4. Wie isst man Pizza in Neapel richtig?
Traditionell wird neapolitanische Pizza mit Messer und Gabel serviert, aber die Einheimischen essen sie oft von Hand. Man faltet die Pizza in vier Teile ('a portafoglio' – wie eine Brieftasche) und isst sie unterwegs. Der Teig ist so weich, dass dies problemlos möglich ist.
5. Gibt es vegetarische/vegane Optionen?
Ja! Die Pizza Marinara ist von Natur aus vegan, da sie keinen Käse enthält. Die Pizza Margherita ist vegetarisch. Viele Pizzerien bieten auch andere vegetarische Optionen mit Gemüse an.

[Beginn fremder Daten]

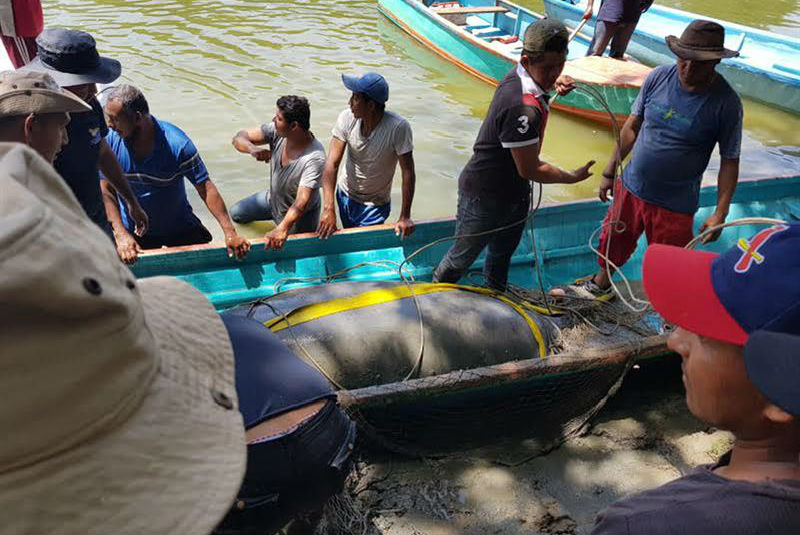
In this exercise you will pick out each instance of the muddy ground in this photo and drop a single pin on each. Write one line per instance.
(642, 438)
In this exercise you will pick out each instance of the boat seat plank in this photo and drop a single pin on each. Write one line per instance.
(473, 9)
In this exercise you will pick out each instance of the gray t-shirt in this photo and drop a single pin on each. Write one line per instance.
(372, 160)
(305, 171)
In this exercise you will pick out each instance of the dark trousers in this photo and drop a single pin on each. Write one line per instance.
(193, 236)
(292, 474)
(476, 214)
(617, 33)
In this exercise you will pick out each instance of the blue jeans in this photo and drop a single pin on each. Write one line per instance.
(356, 214)
(256, 207)
(478, 214)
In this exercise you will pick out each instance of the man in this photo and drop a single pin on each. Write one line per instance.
(71, 58)
(155, 157)
(718, 302)
(376, 141)
(120, 393)
(494, 187)
(35, 111)
(681, 113)
(297, 159)
(616, 22)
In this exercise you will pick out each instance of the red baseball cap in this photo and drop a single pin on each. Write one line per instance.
(754, 285)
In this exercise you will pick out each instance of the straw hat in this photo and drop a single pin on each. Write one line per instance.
(120, 412)
(23, 93)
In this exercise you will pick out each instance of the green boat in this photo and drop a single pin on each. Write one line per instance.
(484, 38)
(546, 394)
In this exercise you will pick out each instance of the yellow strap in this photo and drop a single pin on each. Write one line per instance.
(385, 295)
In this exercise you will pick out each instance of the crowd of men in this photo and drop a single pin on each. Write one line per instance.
(187, 394)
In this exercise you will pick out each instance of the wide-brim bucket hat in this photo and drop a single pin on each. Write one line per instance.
(71, 58)
(702, 40)
(120, 411)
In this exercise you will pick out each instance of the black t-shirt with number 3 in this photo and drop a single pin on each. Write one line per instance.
(513, 120)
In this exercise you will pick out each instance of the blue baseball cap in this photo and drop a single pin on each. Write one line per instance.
(752, 286)
(371, 84)
(773, 364)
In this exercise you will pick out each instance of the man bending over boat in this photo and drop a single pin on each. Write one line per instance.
(738, 321)
(616, 22)
(292, 200)
(681, 113)
(376, 141)
(494, 188)
(155, 157)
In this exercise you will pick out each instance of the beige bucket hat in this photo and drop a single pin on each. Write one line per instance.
(23, 93)
(120, 411)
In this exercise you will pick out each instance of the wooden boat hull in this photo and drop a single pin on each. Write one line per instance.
(491, 64)
(767, 70)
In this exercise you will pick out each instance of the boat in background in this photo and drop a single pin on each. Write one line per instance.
(484, 37)
(767, 69)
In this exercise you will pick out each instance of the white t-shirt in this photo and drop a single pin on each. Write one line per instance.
(372, 160)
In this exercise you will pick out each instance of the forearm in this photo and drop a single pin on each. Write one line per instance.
(727, 180)
(409, 186)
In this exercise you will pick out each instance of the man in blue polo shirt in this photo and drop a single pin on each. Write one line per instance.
(155, 157)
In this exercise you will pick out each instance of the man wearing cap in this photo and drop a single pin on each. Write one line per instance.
(376, 140)
(35, 111)
(682, 112)
(738, 320)
(495, 186)
(71, 58)
(616, 22)
(155, 157)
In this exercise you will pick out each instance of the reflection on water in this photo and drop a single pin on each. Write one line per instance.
(214, 67)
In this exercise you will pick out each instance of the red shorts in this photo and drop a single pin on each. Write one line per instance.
(658, 224)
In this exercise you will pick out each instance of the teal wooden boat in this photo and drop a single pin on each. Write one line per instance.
(484, 37)
(544, 398)
(766, 70)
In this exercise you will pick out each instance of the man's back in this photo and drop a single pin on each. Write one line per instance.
(157, 179)
(372, 159)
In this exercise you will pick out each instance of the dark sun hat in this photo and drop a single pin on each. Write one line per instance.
(702, 40)
(71, 58)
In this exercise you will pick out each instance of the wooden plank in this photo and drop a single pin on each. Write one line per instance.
(463, 10)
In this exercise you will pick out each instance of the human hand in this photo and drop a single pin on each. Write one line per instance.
(581, 173)
(712, 221)
(140, 219)
(404, 227)
(606, 190)
(127, 247)
(275, 239)
(260, 154)
(237, 246)
(327, 224)
(565, 84)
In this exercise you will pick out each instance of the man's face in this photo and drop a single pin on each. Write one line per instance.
(696, 73)
(125, 124)
(83, 91)
(547, 69)
(47, 134)
(718, 390)
(358, 105)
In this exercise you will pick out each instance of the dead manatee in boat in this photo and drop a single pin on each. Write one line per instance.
(368, 333)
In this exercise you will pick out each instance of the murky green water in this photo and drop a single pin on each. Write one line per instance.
(213, 67)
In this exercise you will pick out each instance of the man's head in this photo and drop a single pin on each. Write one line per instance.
(292, 113)
(699, 49)
(717, 301)
(35, 111)
(370, 93)
(71, 58)
(126, 111)
(544, 51)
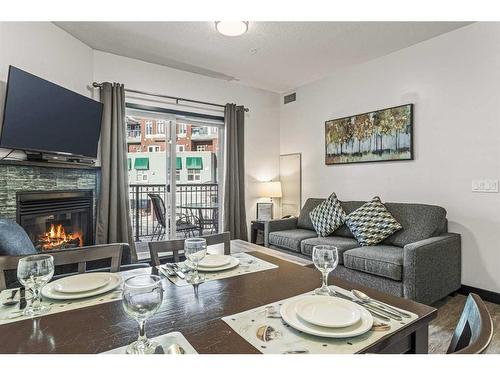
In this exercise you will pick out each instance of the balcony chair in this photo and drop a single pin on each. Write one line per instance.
(183, 224)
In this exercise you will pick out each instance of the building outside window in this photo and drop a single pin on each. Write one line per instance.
(149, 127)
(181, 130)
(160, 127)
(194, 174)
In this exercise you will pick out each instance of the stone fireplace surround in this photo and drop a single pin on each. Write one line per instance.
(16, 176)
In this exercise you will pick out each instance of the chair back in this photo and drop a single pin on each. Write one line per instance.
(177, 245)
(474, 329)
(79, 256)
(158, 208)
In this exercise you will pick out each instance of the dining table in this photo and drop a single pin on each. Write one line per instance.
(197, 313)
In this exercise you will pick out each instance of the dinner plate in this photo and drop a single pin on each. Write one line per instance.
(289, 315)
(233, 263)
(215, 260)
(49, 291)
(328, 312)
(82, 283)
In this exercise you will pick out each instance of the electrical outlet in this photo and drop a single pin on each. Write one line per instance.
(485, 186)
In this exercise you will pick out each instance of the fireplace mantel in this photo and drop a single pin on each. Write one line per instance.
(23, 175)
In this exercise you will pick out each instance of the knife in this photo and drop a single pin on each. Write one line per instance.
(22, 298)
(174, 267)
(381, 314)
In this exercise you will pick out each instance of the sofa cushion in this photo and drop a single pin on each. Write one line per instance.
(348, 206)
(290, 239)
(327, 216)
(304, 221)
(382, 260)
(372, 223)
(419, 221)
(341, 243)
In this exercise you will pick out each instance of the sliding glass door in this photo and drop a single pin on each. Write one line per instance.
(174, 168)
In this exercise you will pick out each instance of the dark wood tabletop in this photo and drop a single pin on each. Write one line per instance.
(198, 316)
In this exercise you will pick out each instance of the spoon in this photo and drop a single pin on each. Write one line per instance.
(363, 297)
(10, 300)
(176, 349)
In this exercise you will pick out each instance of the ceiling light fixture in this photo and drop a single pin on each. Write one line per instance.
(231, 28)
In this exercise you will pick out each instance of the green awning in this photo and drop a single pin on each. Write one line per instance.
(141, 163)
(194, 163)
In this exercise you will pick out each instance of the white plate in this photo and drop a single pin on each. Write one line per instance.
(50, 292)
(81, 283)
(233, 263)
(215, 260)
(328, 312)
(289, 315)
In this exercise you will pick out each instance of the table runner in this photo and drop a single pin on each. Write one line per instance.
(285, 339)
(165, 341)
(248, 264)
(10, 314)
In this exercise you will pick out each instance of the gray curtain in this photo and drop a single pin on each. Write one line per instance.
(234, 185)
(113, 218)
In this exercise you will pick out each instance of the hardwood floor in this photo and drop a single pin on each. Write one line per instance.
(449, 310)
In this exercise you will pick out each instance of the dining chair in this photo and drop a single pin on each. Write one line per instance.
(79, 256)
(474, 329)
(176, 245)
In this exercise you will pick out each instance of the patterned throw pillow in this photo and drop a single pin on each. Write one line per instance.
(372, 223)
(327, 216)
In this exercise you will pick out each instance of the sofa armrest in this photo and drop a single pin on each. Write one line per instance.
(432, 268)
(277, 225)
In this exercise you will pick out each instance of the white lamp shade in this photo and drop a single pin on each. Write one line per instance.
(270, 189)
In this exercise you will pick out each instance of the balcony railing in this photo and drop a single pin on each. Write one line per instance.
(196, 210)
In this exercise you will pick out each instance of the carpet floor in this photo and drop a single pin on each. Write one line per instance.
(449, 310)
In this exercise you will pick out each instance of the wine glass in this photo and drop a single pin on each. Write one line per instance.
(141, 298)
(34, 272)
(325, 258)
(195, 250)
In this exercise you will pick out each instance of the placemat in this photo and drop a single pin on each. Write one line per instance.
(248, 264)
(10, 314)
(165, 341)
(278, 337)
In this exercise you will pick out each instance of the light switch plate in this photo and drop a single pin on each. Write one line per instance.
(485, 186)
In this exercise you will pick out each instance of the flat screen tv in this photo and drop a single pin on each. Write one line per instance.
(41, 116)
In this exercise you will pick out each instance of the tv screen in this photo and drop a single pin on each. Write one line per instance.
(44, 117)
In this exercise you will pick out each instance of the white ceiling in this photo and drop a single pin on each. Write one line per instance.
(276, 56)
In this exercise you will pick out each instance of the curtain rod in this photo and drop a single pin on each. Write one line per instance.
(177, 99)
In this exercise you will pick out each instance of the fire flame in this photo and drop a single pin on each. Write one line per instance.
(56, 237)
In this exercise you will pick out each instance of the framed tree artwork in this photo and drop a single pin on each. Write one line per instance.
(383, 135)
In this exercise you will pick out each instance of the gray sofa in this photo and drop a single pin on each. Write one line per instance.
(421, 262)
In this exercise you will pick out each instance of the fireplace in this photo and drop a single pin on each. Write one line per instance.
(56, 219)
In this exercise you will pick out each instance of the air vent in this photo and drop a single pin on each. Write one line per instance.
(290, 98)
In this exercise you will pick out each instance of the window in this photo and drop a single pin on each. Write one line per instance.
(142, 176)
(160, 127)
(149, 127)
(181, 129)
(194, 175)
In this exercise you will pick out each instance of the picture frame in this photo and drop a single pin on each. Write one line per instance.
(264, 211)
(376, 136)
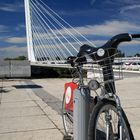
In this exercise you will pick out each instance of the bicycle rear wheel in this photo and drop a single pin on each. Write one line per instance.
(104, 123)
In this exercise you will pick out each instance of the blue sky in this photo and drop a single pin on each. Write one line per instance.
(97, 19)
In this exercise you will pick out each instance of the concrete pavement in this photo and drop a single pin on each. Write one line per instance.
(31, 109)
(25, 116)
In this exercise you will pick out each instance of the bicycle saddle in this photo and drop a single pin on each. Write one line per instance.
(106, 51)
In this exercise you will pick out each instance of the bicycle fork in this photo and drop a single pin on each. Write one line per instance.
(108, 118)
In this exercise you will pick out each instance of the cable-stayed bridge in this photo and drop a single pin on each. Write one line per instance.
(50, 39)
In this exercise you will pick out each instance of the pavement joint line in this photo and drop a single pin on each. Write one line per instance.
(43, 110)
(23, 116)
(51, 104)
(27, 131)
(15, 101)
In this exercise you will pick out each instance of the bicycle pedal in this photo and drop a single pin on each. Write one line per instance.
(67, 137)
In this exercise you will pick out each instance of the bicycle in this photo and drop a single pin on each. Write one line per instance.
(107, 120)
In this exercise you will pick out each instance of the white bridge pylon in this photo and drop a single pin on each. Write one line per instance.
(49, 37)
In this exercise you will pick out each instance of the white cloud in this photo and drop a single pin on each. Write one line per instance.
(127, 8)
(11, 7)
(3, 28)
(17, 40)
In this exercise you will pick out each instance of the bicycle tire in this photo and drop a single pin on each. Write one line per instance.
(97, 134)
(68, 129)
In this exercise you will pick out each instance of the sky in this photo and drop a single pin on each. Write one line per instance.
(97, 19)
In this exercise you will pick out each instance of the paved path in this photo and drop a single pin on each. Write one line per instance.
(31, 109)
(24, 116)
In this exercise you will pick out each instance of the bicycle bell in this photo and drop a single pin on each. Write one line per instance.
(93, 85)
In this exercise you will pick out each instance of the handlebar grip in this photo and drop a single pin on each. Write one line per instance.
(135, 35)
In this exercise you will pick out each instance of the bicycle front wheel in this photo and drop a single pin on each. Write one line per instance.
(105, 123)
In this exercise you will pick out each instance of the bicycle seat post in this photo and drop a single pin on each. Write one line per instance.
(81, 113)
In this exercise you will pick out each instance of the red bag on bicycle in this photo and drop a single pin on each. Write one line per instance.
(69, 89)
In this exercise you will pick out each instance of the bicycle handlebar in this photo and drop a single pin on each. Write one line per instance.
(110, 45)
(135, 35)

Fazit: Die persönliche Entdeckung der Perfektion
Die Frage nach der 'besten' Pizza in Neapel lässt sich nicht mit einem einzigen Namen beantworten. Es ist eine sehr persönliche Entscheidung, die von individuellen Vorlieben abhängt. Doch die Kriterien für eine exzellente neapolitanische Pizza sind klar definiert: die Qualität der Zutaten, die meisterhafte Teigzubereitung, das Backen im Holzofen und die Einhaltung der Traditionen. Neapel ist nicht nur der Ort, an dem die Pizza erfunden wurde, sondern auch der Ort, an dem sie mit unvergleichlicher Leidenschaft und Hingabe zelebriert wird.
Die wahre Schönheit liegt in der Vielfalt und der Möglichkeit, verschiedene Pizzerien zu erkunden und Ihre ganz persönliche Lieblingspizza zu finden. Gehen Sie auf Entdeckungsreise, lassen Sie sich von den Düften und dem lebhaften Treiben Neapels leiten und genießen Sie jeden Bissen dieses einfachen, aber genialen Gerichts. Denn am Ende ist die 'beste' Pizza diejenige, die Ihnen das größte Lächeln ins Gesicht zaubert und Sie die wahre Seele Neapels schmecken lässt.